[PATCH v6 4/4] thermal: Add Tegra SOCTHERM thermal management driver

Thierry Reding thierry.reding at gmail.com
Fri Sep 26 04:45:34 PDT 2014


On Fri, Sep 26, 2014 at 12:43:13PM +0300, Mikko Perttunen wrote:
> From: Mikko Perttunen <mperttunen at nvidia.com>
> 
> This adds support for the Tegra SOCTHERM thermal sensing and management
> system found in the Tegra124 system-on-chip. This initial driver supports
> temperature polling for four thermal zones.
> 
> Signed-off-by: Mikko Perttunen <mperttunen at nvidia.com>
> ---
> v6: fixed sparse warning for wrong order of "__iomem *"

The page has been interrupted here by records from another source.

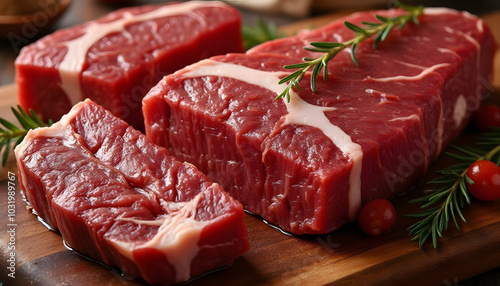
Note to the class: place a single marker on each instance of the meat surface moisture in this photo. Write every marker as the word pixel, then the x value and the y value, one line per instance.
pixel 370 131
pixel 119 199
pixel 116 59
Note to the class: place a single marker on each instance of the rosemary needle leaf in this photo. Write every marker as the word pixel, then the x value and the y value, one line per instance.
pixel 330 49
pixel 11 135
pixel 296 66
pixel 8 125
pixel 326 45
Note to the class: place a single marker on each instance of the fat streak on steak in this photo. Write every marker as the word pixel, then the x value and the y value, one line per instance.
pixel 119 199
pixel 116 59
pixel 370 131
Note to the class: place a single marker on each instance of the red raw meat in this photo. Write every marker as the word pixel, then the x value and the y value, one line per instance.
pixel 117 198
pixel 116 59
pixel 370 131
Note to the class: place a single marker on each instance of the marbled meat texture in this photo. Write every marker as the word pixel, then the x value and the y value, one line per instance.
pixel 116 59
pixel 119 199
pixel 370 131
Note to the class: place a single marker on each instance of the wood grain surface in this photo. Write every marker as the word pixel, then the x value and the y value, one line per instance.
pixel 344 257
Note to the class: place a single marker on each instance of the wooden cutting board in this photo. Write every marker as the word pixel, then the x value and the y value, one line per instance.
pixel 344 257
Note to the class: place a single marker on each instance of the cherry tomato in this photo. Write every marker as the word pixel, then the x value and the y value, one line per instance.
pixel 488 116
pixel 486 178
pixel 377 217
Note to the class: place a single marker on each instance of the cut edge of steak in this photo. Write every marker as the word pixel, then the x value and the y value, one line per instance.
pixel 405 101
pixel 161 220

Sorry for jumping in so late. This looks generally good, but I have a
couple of comments of a stylistic nature. I haven't closely followed
earlier rounds of the series, so please let me know if I'm bringing up
issues that have already been discussed.

> diff --git a/drivers/thermal/tegra_soctherm.c b/drivers/thermal/tegra_soctherm.c
[...]
> @@ -0,0 +1,471 @@
> +/*
> + * drivers/thermal/tegra_soctherm.c

This line is not really necessary and likely to become stale if files
are moved around.

> +#include <linux/clk.h>
> +#include <linux/err.h>
> +#include <linux/io.h>
> +#include <linux/module.h>
> +#include <linux/of.h>
> +#include <linux/platform_device.h>
> +#include <linux/reset.h>
> +#include <linux/thermal.h>
> +#include <linux/delay.h>
> +#include <linux/interrupt.h>
> +#include <linux/bitops.h>
> +#include <soc/tegra/fuse.h>

These should be sorted alphabetically and I prefer separating them into
sections, so that the last of the linux/* includes is separated from the
soc/* includes by a blank line.

> +
> +#define SENSOR_CONFIG0				0
> +#define		SENSOR_CONFIG0_STOP		BIT(0)
> +#define		SENSOR_CONFIG0_TALL_SHIFT	8
> +#define		SENSOR_CONFIG0_TCALC_OVER	BIT(4)
> +#define		SENSOR_CONFIG0_OVER		BIT(3)
> +#define		SENSOR_CONFIG0_CPTR_OVER	BIT(2)
> +#define SENSOR_CONFIG1				4
> +#define		SENSOR_CONFIG1_TSAMPLE_SHIFT	0
> +#define		SENSOR_CONFIG1_TIDDQ_EN_SHIFT	15
> +#define		SENSOR_CONFIG1_TEN_COUNT_SHIFT	24
> +#define		SENSOR_CONFIG1_TEMP_ENABLE	BIT(31)
> +#define SENSOR_CONFIG2				8
> +#define		SENSOR_CONFIG2_THERMA_SHIFT	16
> +#define		SENSOR_CONFIG2_THERMB_SHIFT	0
> +
> +#define SENSOR_PDIV				0x1c0
> +#define		SENSOR_PDIV_T124		0x8888
> +#define SENSOR_HOTSPOT_OFF			0x1c4
> +#define		SENSOR_HOTSPOT_OFF_T124		0x00060600
> +#define SENSOR_TEMP1				0x1c8
> +#define SENSOR_TEMP2				0x1cc
> +
> +#define SENSOR_TEMP_MASK			0xffff
> +#define READBACK_VALUE_MASK			0xff00
> +#define READBACK_VALUE_SHIFT			8
> +#define READBACK_ADD_HALF			BIT(7)
> +#define READBACK_NEGATE				BIT(1)

These don't seem to be aligned in the same way as the field definitions
for the other registers. Was that on purpose? I also think using two
tabs to indent field definitions is somewhat excessive. Another common
pattern I've seen used is:

	#define REGISTER_1_NAME 0x000
	#define  REGISTER_1_FIELD_MASK (0xf << 4)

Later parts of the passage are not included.